Weis asintió sin decir palabra.
— ¿El Presidente quiere un trabajo verdadero en el control del tiempo? — Ted mostró una enorme sonrisa -. Esas ataduras son las que he tratado de conseguir desde hace cuatro años.
— Escúcheme, Marrett. El Presidente quiere que trabaje usted en el control del tiempo, pero yo soy quien quedará responsable de controlarle. Y yo nunca… ¿me oye? ¡Nunca!… permitiré que dirija un Proyecto o que se acerque en lo más mínimo a la dirección de ese proyecto. Voy a encontrar jefes para usted, que le puedan tener bien embotellado. Haremos trabajo de control del tiempo y utilizaremos sus ideas Pero usted nunca se encargará de nada mientras yo esté en Washington…
La sonrisa de Ted se apagó.
— Está bien — dijo, ceñudo -, mientras haga el trabajo… y se .haga bien. De cualquier forma, no esperaba conseguir por esto la Medalla Nacional.
Aún echando llamas por los ojos, el doctor Weis dijo:
— Tiene usted suerte, Marrett. Mucha suerte. Si los sistemas del tiempo hubiesen sido ligeramente diferentes, si las cosas no hubiesen resultado tan bien…

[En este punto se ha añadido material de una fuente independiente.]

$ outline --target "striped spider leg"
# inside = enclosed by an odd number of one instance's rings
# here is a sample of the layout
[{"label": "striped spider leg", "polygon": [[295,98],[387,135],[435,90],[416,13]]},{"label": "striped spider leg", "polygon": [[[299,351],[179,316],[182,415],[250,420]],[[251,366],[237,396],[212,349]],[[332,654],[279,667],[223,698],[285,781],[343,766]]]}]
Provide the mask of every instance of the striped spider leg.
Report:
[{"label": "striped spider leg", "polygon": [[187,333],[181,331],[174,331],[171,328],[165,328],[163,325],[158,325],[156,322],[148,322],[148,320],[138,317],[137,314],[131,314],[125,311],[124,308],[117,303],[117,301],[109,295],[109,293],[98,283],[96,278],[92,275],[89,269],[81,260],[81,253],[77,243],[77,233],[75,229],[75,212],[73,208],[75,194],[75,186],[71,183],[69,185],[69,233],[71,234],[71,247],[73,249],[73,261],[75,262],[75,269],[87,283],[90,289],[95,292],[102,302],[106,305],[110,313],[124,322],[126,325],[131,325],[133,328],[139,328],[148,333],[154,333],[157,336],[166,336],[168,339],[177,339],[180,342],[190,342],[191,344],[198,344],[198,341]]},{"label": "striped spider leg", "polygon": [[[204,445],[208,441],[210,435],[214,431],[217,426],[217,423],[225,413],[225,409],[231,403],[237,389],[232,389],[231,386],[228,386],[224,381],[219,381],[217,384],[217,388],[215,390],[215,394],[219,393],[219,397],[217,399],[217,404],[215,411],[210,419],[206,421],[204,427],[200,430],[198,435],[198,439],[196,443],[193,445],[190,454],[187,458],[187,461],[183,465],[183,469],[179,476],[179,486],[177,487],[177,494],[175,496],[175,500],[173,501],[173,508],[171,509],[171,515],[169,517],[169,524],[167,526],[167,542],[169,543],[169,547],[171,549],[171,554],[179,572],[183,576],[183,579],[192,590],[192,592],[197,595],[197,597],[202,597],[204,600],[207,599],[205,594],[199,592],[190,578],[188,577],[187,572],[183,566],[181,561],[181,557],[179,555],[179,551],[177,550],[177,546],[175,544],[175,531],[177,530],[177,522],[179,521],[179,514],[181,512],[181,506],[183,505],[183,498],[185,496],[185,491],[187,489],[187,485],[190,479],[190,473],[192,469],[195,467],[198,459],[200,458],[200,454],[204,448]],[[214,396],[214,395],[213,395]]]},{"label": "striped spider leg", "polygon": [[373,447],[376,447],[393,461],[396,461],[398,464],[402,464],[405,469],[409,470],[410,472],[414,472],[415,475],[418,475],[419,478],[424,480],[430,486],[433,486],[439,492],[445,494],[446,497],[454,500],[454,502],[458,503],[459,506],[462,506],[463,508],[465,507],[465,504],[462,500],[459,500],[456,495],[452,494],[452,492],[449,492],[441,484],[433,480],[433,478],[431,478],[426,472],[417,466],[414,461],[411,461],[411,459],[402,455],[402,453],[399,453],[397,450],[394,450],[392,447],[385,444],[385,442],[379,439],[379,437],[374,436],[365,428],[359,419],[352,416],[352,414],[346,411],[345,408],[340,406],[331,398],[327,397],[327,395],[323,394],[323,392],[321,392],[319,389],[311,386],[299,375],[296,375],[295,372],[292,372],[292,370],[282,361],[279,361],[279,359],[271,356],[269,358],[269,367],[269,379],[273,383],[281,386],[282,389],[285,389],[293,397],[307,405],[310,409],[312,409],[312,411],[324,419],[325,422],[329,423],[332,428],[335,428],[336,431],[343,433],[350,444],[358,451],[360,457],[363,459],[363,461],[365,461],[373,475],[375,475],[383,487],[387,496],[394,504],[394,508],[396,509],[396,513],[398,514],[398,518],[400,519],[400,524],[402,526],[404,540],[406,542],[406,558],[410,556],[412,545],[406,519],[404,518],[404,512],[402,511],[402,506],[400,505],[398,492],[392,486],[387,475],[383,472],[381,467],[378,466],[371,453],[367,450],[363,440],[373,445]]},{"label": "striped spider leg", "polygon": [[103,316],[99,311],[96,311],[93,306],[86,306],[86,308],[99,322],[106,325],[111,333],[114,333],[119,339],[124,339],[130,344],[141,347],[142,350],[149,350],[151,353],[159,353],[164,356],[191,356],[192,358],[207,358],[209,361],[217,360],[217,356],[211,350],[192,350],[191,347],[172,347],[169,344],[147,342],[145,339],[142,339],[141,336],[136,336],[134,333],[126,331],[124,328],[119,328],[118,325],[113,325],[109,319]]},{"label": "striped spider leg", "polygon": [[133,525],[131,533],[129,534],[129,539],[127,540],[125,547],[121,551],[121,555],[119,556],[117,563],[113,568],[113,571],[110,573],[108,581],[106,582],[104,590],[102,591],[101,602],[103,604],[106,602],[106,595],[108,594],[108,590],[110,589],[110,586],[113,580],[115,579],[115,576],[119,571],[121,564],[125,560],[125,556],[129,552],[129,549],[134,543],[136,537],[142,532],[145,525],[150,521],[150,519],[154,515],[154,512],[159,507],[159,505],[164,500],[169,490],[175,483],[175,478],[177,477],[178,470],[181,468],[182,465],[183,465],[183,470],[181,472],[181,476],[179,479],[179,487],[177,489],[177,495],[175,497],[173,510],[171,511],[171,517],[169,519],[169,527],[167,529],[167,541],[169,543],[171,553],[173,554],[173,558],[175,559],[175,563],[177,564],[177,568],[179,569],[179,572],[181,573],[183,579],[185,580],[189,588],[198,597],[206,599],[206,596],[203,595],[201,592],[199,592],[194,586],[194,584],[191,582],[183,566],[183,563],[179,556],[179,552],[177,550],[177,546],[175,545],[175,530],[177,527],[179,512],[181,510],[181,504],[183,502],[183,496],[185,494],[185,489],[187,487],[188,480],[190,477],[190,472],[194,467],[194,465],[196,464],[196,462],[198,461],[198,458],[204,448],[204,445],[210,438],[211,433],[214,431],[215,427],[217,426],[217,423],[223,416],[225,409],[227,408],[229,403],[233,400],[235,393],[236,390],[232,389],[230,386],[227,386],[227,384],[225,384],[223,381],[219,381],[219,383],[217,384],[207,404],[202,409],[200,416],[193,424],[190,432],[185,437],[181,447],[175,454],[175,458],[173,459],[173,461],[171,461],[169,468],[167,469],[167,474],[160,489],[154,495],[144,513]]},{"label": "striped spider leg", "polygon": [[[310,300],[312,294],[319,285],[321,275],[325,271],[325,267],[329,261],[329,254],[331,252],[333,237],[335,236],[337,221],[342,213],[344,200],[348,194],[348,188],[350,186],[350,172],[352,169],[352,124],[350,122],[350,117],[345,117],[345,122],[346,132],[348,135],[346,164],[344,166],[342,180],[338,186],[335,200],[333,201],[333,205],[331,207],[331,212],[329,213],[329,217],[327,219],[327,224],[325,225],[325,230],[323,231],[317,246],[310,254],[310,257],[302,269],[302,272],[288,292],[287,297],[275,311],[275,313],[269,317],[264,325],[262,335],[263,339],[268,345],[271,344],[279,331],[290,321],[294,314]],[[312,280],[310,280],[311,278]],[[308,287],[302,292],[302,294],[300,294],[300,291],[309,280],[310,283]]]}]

— No fue suerte repuso Ted -. Fue trabajo, el trabajo de muchas personas, y cerebros y valor. Eso es lo que le gana a usted el control del tiempo… el verdadero control del tiempo. No importa cuáles sean los sistemas del tiempo si uno tiene que cambiarlos todos para que convengan a sus necesidades. No se necesita suerte, sólo tiempo y sudores. Uno hace el tiempo que desea. Eso realizamos nosotros. Por eso tenía que resultar; era preciso que lo abordásemos a la suficiente escala.
— Suerte o pericia — dijo cansino el doctor Weis -, no importa. Ahora tendrá control, del tiempo. Pero bajo mi dirección y en mis condiciones.
— Hemos ganado — exclamó Ted cuando cortó el teléfono -. Hemos ganado en verdad.
Barney se dejó caer en la silla más próxima.
— Esto es demasiado para que ocurra a la vez. Me parece que no podré creerlo.